Dengan wajah datar, Vivian menggeser tubuhnya dekat Sasa. Ikut mengamati salah satu akun dengan nama ‘ghid__and’ yang berhasil ditemukan Sasa.
"Mana gue tau, postingannya cuma satu biji gitu. Mana kelihatan punggung doang lagi," seru Vivian mencebik kecil. "Bukan deh bukan, gue yakin itu bukan akunnya!" lanjut Vivian serius. Padahal dalam hati ia sempat meyakini kalau pemilik punggung lebar di foto itu adalah Ghidan yang ia temui beberapa hari lalu.
"Yaah, sayang banget. Padahal harusnya lo bisa hubungi dia lewat DM kan? say thank you gitu." Sasa melengos mulai tak tertarik dengan bahasan mereka.
"Biarin aja deh, nanti kalau waktunya juga ketemu sendiri. Tuh jaketnya udah melambai-lambai minta dikembalikan ke tuannya." Vivian mengendikkan dagu ke arah laundry room yang di salah satu sudutnya tengah tergantung jaket berbahan jeans tebal berwarna gelap.
"Lhooo ... kok malah ngerumpi sih Nona-nona cantik ini, satu jam lagi pesanannya harus sudah diantar lho," seru Linda. Salah satu pekerja harian yang membantu Vivian menyelesaikan pesanan custom korean cake jika sedang banjir orderan seperti hari ini.
"Santuy, Mbak, udah tinggal loyang terakhir kok ini," seru Vivian sambil tersenyum kali ini menggerakkan kantong whipped cream di tangannya. "Bagian Mbak Linda udah beres?"
"Sudah dong, Non," jawabnya bangga kemudian meletakkan cup cakes bagiannya di ujung meja.

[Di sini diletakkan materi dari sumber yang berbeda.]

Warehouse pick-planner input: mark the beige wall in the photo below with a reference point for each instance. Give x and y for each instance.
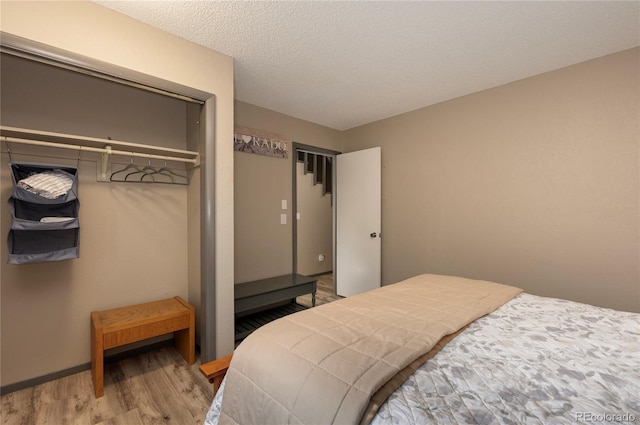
(534, 183)
(87, 29)
(315, 227)
(263, 246)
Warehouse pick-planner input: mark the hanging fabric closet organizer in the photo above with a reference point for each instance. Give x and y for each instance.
(44, 209)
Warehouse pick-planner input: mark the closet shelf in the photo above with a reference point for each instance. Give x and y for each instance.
(93, 144)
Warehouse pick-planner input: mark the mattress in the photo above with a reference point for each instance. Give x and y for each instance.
(534, 360)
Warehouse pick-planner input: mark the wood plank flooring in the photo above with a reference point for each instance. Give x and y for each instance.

"Ya udah kalau gitu Mbak Linda hitung ulang dan masukin ke box ya, ini tinggal dikit banget kok," ujarnya langsung diangguki Linda. "Bagian lo udah beres, Sa?" imbuhnya gantian menatap Sasa yang sudah kembali ke tempatnya semula.
"Sabar, Bu. Kurang 2 loyang nih," jawabnya meringis lebar.
"Gosip aja sih lo kerjaannya," cibir Vivian mengejek.
"Laah, kan elo yang jadi sumber gosipnya," balas Sasa memanyunkan bibir.
"Sialan!" dengkus Vivian kembali pada pekerjaannya. Menghias topping-topping lucu seperti ini adalah bagian yang menjadi favoritnya. Setelah semuanya sudah selesai dan rapi bersemayam dalam box mika, ia langsung mengantar sendiri kue-kue lucu itu pada si pemesan, yang untungnya tak terlalu jauh dari kontrakan Vivian.
Hingga menjelang malam hari, Vivian masih menyayangkan kenapa benaknya tak bisa fokus seratus persen setelah mengetahui tentang penangkapan Annette dan komplotannya siang tadi. Bukan karena memikirkan nasib Annette, melainkan karena saran dari Sasa agar ia berterimakasih ada Ghidan. Pria asing yang mendadak muncul begitu saja dan mencegahnya masuk dalam pusara hukum Annette.
Menimbang beberapa saat, akhirnya Vivian meraih ponsel yang sedari tadi ia biarkan di tengah tempat tidur. Mengetikkan nama akun yang sangat mirip dengan nama Ghidan dan … mengetikkan sesuatu. Iya, setidaknya ia harus berterimakasih pada pria itu kan?